Now the Park Board has come full circle with the panel’s public meetings being called off yet again. Not because of activists taking over the proceedings but because too few of the activists now on the board have shown up to meet the legal requirement for holding a meeting in the first place.

The Star Tribune picks up the play-by-play of the most recent cancellation.

Wednesday evening’s scheduled meeting of the Minneapolis Park and Recreation Board lasted 15 minutes before Vice President LaTrisha Vetaw announced it was canceled.

It was the second time this year that a meeting of the leaders of the city’s parks system did not happen because they lacked a quorum. A Jan. 29 special meeting was canceled after only four of the nine commissioners showed up.

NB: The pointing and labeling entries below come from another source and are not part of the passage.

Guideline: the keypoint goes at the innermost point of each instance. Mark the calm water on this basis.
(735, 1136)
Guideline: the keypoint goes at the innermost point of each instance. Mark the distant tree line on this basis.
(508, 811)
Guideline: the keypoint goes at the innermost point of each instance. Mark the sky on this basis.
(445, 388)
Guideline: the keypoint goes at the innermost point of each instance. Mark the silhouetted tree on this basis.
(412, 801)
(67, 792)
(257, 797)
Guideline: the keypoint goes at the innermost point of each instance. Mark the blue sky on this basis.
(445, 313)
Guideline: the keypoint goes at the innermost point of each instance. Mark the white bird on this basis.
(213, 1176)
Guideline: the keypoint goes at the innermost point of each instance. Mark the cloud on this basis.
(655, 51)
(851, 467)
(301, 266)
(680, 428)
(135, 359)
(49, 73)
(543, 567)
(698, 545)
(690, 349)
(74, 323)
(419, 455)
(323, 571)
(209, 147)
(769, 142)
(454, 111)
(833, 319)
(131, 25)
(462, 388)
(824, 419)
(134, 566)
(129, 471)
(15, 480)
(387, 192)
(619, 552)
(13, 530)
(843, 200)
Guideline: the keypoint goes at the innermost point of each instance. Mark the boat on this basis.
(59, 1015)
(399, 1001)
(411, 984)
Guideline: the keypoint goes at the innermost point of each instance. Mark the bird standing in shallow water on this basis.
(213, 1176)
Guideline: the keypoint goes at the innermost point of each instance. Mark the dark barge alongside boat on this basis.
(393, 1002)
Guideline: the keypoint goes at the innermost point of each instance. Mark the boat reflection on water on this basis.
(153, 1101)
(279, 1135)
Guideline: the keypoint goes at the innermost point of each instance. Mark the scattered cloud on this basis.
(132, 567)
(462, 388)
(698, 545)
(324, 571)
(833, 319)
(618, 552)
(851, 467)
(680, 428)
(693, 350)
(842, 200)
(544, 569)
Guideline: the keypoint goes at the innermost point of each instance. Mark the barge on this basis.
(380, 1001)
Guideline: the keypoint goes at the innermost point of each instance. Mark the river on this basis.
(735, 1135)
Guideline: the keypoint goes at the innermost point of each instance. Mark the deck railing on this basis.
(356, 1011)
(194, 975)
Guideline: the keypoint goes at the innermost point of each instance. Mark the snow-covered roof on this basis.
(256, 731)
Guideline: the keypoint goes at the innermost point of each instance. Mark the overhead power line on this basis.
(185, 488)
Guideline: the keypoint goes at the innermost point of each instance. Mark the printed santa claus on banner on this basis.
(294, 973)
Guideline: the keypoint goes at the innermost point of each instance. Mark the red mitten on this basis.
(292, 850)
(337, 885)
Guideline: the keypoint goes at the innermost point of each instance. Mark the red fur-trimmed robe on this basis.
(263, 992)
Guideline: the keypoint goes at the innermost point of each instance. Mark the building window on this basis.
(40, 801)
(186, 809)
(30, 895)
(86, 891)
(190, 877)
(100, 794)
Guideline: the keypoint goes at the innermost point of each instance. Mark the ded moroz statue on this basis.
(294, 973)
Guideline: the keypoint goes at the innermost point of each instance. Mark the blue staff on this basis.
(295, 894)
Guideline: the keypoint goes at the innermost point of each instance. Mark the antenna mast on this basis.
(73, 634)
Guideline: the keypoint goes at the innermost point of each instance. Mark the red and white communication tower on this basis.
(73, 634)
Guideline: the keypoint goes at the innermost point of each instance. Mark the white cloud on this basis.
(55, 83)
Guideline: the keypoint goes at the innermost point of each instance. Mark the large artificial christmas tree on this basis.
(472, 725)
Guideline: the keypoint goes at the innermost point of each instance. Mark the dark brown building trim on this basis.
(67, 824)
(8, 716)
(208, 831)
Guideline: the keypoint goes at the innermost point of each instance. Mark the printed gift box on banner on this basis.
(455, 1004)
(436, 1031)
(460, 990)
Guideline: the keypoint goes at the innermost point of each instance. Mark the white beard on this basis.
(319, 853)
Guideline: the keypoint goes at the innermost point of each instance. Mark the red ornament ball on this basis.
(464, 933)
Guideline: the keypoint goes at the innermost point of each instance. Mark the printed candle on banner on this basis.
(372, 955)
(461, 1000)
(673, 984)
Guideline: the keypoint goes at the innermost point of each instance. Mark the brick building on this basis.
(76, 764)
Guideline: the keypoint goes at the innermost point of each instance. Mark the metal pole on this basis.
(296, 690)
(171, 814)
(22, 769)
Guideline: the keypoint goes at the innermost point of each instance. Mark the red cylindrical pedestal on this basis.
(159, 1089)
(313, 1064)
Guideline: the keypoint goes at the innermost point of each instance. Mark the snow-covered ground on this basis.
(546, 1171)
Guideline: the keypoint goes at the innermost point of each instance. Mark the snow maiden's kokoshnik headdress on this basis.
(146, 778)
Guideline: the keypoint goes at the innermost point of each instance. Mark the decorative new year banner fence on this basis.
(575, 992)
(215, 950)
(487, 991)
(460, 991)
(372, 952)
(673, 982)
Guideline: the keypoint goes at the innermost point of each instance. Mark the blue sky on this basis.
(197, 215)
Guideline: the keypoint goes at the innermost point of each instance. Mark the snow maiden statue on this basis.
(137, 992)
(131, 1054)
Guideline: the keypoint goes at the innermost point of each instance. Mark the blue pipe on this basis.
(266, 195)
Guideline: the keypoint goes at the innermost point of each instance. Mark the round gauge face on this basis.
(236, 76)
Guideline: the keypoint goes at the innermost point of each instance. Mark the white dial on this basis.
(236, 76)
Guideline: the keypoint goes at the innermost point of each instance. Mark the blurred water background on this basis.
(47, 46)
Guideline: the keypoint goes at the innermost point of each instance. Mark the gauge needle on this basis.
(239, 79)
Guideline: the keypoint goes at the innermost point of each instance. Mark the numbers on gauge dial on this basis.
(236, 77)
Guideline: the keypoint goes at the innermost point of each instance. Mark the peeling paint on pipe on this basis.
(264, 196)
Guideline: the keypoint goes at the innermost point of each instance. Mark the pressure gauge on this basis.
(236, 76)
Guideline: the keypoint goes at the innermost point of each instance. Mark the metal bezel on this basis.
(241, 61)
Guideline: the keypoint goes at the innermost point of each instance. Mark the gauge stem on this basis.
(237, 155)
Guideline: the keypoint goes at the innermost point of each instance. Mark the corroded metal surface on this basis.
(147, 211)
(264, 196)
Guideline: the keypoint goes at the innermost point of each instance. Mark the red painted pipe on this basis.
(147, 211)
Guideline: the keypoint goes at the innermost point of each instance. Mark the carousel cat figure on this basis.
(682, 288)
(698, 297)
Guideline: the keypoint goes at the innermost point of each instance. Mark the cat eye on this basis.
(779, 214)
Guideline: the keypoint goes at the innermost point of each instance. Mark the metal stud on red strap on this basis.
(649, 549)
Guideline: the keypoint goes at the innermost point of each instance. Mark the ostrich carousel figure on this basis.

Some worry it will happen again.

“It has to stop,” Vetaw said Thursday. “People voted for us to do the work, to make the hard decisions, and attendance is important.”

Meantime, Minneapolis slipped from first to third place last year in the rankings of city park systems. The Park Board controls an annual budget of $126 million. Some suggest “petty politics” may be behind skipping the meetings, effectively preventing the board from conducting park business.

The canceled meetings have pushed back board approvals for contracts, invasive aquatic species work and a new lease for Superintendent Al Bangoura’s residence in south Minneapolis.

Minneapolis Mayor Jacob Frey, who has to ratify the Park Board’s work, said Thursday he has noticed many “instances of delay” this year that have prevented him from signing off on parks matters.

“You can’t get basic business done when wrenches are thrown into gears and a quorum is denied,” he said. “It is clearly happening and it needs to stop.”

The Park Board’s next scheduled meeting is March 4. But it’s anybody’s guess how many commissioners will actually show up.